La continuidad también exige reconocer el papel de las gestoras locales. Ellas no son solamente apoyo operativo; son puente entre el programa y la vida diaria de cada comunidad. Su trabajo puede permitir seguimiento a compromisos, identificación de casos, acompañamiento a familias, activación de actividades deportivas y culturales, organización de encuentros y comunicación con autoridades. En territorios extensos y de difícil acceso, una gestora bien acompañada puede hacer más que un informe bonito guardado en computador. El programa debe invertir en su formación, seguimiento, herramientas y legitimidad comunitaria.

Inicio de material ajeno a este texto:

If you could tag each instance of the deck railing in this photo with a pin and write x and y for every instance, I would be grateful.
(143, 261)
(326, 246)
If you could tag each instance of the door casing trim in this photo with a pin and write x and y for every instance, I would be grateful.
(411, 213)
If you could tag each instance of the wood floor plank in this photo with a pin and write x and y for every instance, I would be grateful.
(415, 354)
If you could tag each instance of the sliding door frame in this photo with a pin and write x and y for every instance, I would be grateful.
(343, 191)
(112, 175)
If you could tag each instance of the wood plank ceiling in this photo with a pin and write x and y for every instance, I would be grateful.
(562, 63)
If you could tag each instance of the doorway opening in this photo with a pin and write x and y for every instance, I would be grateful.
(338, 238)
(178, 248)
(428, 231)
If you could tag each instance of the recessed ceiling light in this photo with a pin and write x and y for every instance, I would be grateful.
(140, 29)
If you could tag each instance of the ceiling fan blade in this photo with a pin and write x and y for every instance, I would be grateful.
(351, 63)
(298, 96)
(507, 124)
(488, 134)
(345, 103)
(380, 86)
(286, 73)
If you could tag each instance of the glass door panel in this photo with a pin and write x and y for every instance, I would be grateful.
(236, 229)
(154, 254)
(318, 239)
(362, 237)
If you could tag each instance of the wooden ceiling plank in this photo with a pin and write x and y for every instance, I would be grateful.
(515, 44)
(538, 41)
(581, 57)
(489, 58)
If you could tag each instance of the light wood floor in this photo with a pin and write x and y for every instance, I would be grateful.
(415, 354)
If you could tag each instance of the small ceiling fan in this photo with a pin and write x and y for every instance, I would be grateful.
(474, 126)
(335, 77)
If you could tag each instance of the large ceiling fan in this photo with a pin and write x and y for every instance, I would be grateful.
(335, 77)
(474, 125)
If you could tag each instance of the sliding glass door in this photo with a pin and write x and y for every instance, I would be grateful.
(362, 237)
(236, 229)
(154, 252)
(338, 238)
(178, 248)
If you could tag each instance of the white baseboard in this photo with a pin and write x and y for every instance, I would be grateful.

Finalmente, estos talleres dejan una enseñanza mayor: cuidar la niñez indígena en Saracure Río Cadá no es solo atender síntomas, sino reconstruir relaciones. Relación entre alimento y territorio; entre familia y escuela; entre autoridad y comunidad; entre saber ancestral y orientación técnica; entre protección y derechos; entre deporte, cultura e identidad. La comunidad no pidió una infancia asistida, sino una infancia fortalecida: con salud, alimentación, amor, cultura, respeto, soberanía alimentaria, educación, protección, liderazgo y oportunidades. Esa es la ruta que queda abierta.

Los encuentros de abril y mayo de 2026 no fueron un cierre, sino una siembra. Quedaron preguntas, compromisos, preocupaciones y tareas. Quedó claro que la niñez no puede esperar a que todos los problemas estén resueltos para empezar a ser cuidada. También quedó claro que el territorio tiene memoria, alimentos, autoridades, gestoras, docentes, familias y saberes para avanzar. La continuidad del programa dependerá de convertir lo conversado en práctica sostenida: más conucos, más escucha, más protección, más rutas de apoyo, más escuela vinculada a la vida, más gobierno propio y menos indiferencia. Porque cuando una comunidad decide cuidar mejor a sus niños, no solamente protege el presente; también le abre camino al futuro.